Focuses on inclusive decision-making processes and seeks to ensure that proceedings are fair, equitable, and inclusive for participants, recognizing that marginalized and vulnerable populations have been excluded from decision-making process.

  • What we are doing

    The International Association for Public Participation (IAP2) spectrum defines five levels of public participation: Inform, Consult, Involve, Collaborate, and Empower. PSE has been following this spectrum as we engage with named communities and partner with customers to identify clean energy benefits.

    In 2021, PSE convened an Equity Advisory Group (EAG) to help seek perspectives from, and broaden engagement with, the communities we serve. EAG members share perspectives from their lived or working experiences related to environmental justice, Tribal interests, named communities, social services, and affordable housing. PSE continues to strive to achieve the highest level of inclusivity and accessibility with the help from this group.

    Highlights of EAG efforts include:

    • Define named community designation for our service area
    • Identify participatory barriers and burdens in clean energy programs
    • Develop guiding principles for CEIP implementation
    • Provide strategic input on emerging equity-related topics
  • Questions we ask
    • How do we improve our engagement strategies?
    • Have we engaged with the appropriate community-based organizations? Partners? Community members?
    • How are we using community feedback to inform our work?
    • How can we co-create programs and refine procedures with communities?

Distributional Justice

Distribution of benefits and burdens across populations. Aims to ensure marginalized and vulnerable populations do not receive an inordinate share of the burdens or are denied access to benefits.

  • What we are doing

    PSE is committed to ensuring that at least 30% of clean energy benefits flow to named communities. Using the distributional equity analysis (DEA) tool, developed in partnership with the Lawrence Berkeley National Lab (LBNL). PSE aims to:

    • Identify existing equity issues within the utility system
    • Recommend actions for addressing inequities
    • Monitor equity changes over time
    • Recommend new actions as our understanding grows
  • Questions we ask
    • What have we done in our processes to incorporate energy equity?
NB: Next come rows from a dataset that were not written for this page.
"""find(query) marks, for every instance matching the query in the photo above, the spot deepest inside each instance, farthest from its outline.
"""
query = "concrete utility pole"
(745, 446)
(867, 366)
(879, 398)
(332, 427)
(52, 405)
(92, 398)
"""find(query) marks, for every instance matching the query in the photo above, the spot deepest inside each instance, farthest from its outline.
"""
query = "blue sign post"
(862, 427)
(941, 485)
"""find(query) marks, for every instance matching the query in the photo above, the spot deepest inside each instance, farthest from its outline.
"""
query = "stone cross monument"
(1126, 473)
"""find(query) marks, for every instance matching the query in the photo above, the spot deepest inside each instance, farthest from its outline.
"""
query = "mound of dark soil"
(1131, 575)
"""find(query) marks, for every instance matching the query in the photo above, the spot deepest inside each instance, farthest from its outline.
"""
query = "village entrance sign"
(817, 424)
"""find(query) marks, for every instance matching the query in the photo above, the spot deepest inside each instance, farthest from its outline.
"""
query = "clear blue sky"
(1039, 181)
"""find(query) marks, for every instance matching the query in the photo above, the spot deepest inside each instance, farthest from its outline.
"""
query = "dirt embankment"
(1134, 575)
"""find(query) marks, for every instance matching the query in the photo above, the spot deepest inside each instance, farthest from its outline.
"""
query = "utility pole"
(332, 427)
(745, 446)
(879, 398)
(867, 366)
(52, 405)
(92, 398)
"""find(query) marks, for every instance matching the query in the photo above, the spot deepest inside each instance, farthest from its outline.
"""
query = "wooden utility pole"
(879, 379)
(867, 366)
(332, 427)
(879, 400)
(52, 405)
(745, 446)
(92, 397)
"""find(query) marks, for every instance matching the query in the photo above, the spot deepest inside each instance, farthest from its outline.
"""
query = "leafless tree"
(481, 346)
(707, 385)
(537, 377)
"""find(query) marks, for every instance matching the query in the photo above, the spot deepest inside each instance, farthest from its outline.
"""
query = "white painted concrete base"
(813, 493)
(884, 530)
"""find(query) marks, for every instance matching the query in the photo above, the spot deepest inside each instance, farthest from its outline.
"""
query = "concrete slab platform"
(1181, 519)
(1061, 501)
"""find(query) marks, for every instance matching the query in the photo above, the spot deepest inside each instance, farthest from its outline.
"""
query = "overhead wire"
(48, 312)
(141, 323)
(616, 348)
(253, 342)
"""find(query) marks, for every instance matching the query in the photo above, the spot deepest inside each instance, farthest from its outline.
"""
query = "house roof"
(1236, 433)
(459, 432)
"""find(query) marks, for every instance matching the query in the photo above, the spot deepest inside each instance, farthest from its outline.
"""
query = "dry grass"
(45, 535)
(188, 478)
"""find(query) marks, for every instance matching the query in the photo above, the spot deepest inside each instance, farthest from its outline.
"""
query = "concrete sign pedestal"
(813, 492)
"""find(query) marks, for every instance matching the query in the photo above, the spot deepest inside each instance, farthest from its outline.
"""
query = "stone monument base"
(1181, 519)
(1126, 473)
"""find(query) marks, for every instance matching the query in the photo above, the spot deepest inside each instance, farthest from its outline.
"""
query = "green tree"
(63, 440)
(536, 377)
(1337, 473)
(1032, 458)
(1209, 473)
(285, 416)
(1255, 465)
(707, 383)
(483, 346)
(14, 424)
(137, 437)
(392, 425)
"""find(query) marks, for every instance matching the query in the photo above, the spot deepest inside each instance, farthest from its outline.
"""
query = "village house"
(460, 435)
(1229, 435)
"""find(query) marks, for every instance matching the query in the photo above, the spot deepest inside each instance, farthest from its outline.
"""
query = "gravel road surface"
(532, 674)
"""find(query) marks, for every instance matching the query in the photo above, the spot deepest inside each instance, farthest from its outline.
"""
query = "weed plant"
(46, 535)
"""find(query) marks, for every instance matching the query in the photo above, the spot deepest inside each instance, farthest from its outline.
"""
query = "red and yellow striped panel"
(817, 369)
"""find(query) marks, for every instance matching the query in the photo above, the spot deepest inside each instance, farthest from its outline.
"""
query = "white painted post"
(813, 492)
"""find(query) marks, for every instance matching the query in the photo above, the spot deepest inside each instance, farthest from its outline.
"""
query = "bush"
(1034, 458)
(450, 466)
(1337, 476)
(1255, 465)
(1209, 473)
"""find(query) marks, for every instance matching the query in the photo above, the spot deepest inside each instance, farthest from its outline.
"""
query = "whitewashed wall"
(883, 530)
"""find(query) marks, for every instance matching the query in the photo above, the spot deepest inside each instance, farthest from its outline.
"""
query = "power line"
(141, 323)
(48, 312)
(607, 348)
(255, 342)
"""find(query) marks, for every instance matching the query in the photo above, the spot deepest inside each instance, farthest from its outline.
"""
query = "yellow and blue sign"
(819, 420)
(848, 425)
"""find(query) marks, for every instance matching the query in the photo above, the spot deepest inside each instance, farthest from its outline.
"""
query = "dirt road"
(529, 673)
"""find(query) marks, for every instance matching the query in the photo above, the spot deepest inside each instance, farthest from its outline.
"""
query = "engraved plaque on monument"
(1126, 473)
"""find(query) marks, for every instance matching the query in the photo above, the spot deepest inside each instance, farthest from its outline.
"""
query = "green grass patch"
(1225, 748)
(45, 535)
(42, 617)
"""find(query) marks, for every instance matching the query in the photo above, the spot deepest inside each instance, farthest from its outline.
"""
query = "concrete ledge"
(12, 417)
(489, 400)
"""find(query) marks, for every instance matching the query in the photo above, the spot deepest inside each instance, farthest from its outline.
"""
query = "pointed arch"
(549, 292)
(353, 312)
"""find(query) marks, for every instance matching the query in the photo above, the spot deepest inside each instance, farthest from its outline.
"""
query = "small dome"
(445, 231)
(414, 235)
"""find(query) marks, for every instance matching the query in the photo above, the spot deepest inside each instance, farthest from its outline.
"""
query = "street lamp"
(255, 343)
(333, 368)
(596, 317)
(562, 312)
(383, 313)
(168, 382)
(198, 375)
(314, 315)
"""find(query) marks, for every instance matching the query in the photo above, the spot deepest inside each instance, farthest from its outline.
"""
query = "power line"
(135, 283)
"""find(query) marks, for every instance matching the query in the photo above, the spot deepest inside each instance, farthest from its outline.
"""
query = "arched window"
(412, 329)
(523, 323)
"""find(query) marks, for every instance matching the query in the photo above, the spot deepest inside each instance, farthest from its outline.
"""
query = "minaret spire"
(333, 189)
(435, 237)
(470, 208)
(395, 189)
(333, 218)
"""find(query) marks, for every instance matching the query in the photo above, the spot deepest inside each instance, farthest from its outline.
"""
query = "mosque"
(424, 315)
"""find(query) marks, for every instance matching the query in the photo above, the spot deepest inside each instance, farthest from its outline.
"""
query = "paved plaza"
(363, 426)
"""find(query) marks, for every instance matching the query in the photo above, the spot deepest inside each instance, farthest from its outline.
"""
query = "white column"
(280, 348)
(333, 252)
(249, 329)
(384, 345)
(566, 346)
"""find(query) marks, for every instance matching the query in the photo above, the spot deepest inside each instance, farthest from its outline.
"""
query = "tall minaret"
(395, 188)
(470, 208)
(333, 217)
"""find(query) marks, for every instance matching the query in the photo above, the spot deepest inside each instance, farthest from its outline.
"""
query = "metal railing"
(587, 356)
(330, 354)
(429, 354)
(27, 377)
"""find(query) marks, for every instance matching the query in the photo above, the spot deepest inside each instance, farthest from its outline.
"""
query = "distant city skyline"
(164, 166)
What changes have been made?
    • How are benefits and reduction of burdens measured?
    • How are we accounting for the 30% of clean energy benefits being distributed to named communities?

Restorative Justice

Utilizes regulatory government organizations or other interventions to disrupt and address distributional, recognitional, or procedural injustices and to correct them through laws, rules, policies, orders, and practices.

  • What we are doing

    PSE considers restorative justice as an integrated concept with a forward-looking approach. We will use information collected from the triumvirate of the three tenets to inform planning and adjust PSE processes to prevent future harm. We are taking a whole system approach to ensure reparative actions and subsequent strategic development will reflect the fundamental principles of restorative justice.

  • Questions we ask
    • What does success look like?
    • What processes may eliminate future inequities?
    • Have we built a just energy system that is accessible?

Our energy equity commitments

  • Engaging with communities

    Our engagement efforts focus on listening to and identifying community needs, building relationships, meeting communities and individual customers where they are at, and holding ourselves accountable with our commitments.

    PSE invites community members, WUTC (Washington Utilities and Transportation Commission) staff, interested parties, CBOs (community-based organizations), and other organizations to examine our energy equity strategy. In 2023, we hosted Equity Forums in Mt. Vernon and Renton to further help us identify equity barriers and gather community insights. Future Equity Forums will allow PSE to continue to incorporate changes and refine our equity focus.